Peer reviewers are encouraged (but not required) to provide their names to the authors when submitting their peer review. If they agree to provide their name, then their personal profile page will reflect a public acknowledgment that they performed a review (even if the article is rejected). If the article is accepted, then reviewers who provided their name will be associated with the article itself.

View examples of open peer review.

Summary

  • The initial submission of this article was received on April 30th, 2020 and was peer-reviewed by 2 reviewers and the Academic Editor.
  • The Academic Editor made their initial decision on May 22nd, 2020.
  • The first revision was submitted on July 31st, 2020 and was reviewed by 2 reviewers and the Academic Editor.
  • The article was Accepted by the Academic Editor on August 25th, 2020.

Version 0.2 (accepted)

· Aug 25, 2020 · Academic Editor

Accept

Dear Colleagues,

Thank you for taking the time to address all issues.

Best,
Christopher.

[# PeerJ Staff Note - this decision was reviewed and approved by Jun Chen, a PeerJ Section Editor covering this Section #]

Reviewer 1 ·

Basic reporting

No comment

Experimental design

No comment

Validity of the findings

No comment

Additional comments

This is my second time reviewing the paper by Sielemann et al. I commend the authors on all the revisions they undertook to improve the clarity and reading of the manuscript. I believe these revisions have made for a considerably stronger manuscript and enjoyed reading it. Thank you for addressing all my comments.

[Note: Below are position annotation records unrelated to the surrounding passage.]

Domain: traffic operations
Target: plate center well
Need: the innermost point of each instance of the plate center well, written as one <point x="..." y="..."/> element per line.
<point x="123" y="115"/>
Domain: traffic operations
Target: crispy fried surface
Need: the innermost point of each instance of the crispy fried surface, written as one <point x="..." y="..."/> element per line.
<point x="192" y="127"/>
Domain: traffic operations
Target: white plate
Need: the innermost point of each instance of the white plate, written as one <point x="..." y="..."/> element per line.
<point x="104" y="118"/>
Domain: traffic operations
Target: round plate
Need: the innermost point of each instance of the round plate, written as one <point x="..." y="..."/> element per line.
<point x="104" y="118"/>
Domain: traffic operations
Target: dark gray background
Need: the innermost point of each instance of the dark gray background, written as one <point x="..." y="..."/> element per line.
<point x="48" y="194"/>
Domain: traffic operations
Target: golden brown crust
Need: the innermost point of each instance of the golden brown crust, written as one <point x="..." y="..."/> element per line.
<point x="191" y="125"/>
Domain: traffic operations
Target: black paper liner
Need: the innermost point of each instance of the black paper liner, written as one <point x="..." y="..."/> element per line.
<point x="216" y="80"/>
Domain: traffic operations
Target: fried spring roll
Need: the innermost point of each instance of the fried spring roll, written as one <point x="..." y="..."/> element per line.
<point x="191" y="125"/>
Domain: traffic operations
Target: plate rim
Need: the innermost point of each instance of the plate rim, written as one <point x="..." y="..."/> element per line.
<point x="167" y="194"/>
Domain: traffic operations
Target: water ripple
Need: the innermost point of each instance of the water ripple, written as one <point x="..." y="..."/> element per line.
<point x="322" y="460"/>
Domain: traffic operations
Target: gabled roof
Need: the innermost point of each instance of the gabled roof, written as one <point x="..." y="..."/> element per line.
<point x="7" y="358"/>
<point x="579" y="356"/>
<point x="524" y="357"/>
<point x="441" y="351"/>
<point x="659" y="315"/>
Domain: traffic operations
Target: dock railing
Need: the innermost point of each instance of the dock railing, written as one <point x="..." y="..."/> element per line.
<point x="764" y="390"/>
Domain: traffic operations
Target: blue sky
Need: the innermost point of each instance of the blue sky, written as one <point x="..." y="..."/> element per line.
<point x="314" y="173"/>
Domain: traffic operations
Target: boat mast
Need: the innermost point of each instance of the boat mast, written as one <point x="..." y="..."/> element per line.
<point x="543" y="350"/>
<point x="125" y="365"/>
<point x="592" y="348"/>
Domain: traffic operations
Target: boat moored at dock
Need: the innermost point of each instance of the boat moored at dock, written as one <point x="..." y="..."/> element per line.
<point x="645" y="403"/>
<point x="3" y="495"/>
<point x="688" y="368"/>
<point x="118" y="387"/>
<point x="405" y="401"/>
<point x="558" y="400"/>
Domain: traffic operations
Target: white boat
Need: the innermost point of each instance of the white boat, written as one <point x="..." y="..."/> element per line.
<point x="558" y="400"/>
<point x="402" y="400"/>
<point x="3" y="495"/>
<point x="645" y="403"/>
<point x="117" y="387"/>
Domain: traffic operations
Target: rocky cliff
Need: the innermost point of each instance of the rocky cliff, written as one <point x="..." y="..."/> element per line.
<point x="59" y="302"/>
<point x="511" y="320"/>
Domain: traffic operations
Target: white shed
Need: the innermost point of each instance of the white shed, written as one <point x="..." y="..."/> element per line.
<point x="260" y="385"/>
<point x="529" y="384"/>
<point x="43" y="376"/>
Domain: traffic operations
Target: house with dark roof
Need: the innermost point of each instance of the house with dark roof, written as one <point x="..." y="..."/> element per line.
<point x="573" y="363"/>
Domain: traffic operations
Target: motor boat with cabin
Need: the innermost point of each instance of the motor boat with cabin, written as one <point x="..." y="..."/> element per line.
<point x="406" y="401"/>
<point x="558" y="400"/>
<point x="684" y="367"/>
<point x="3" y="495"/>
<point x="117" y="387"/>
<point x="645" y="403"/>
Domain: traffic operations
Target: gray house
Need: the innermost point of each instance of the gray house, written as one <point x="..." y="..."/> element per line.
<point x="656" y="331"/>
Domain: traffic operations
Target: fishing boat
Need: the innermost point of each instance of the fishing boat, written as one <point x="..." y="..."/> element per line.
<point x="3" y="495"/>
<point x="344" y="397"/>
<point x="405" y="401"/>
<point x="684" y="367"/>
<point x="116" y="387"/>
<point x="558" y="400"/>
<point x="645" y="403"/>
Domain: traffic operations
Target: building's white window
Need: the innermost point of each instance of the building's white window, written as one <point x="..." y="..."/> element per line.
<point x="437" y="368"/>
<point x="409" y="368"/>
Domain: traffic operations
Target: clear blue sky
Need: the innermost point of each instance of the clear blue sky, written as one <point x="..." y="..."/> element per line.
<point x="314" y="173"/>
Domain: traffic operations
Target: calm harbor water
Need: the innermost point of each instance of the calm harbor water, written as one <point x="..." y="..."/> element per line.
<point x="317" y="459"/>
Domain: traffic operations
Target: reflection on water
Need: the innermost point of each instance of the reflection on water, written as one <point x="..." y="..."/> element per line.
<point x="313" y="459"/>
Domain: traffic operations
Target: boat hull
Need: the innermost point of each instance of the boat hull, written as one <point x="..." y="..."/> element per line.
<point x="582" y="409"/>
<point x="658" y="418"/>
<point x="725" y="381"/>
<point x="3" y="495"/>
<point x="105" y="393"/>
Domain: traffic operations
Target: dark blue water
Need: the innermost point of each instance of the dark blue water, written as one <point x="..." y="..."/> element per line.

I have only a few small outstanding issues:
-Try and reduce your usage of "it". Sometimes it comes across what "it" you are referring to. Just restate the subject of the sentence again
- There are a couple cases where you are using double parentheses. In these cases you can simply separate the citation from the example statement using a semi colon. (e.g. line 306)
- Table 1 is very dense. Can you separate it a bit more. Perhaps adding the citations to a third column
- I don't really understand the usage of these colours in Figure 1. Could this instead be grey and white? with the boxes outlined rather than shaded in. I believe it will improve the aesthetic.

·

Basic reporting

This review paper outlines the needs, benefits, and challenges of data reuse in the biological sciences, with examples drawn from a range of biological applications. The considerable effort put in by the authors to clarify and organize the paper have strengthened the manuscript considerably.
The language is generally clear though there are a few typos and odd turns of phrase to be addressed (listed below). The intro and background have been clarified to provide context to the goals of the literature review. Literature is thoroughly and appropriately cited throughout. The structure conforms to PeerJ standards, and the authors use helpful subheadings throughout to communicate the structure of the piece. The review fits within the scope of the journal, and while focused on particular disciplines the general takeaways are generalizable to other disciplines. The field may have been reviewed recently, but in a quickly evolving topic like big data and open science, it seems like there is good reason for this review. Finally, the introduction has been reworked to better communicate the authors’ goals, particularly with the “purpose of the review” subsection.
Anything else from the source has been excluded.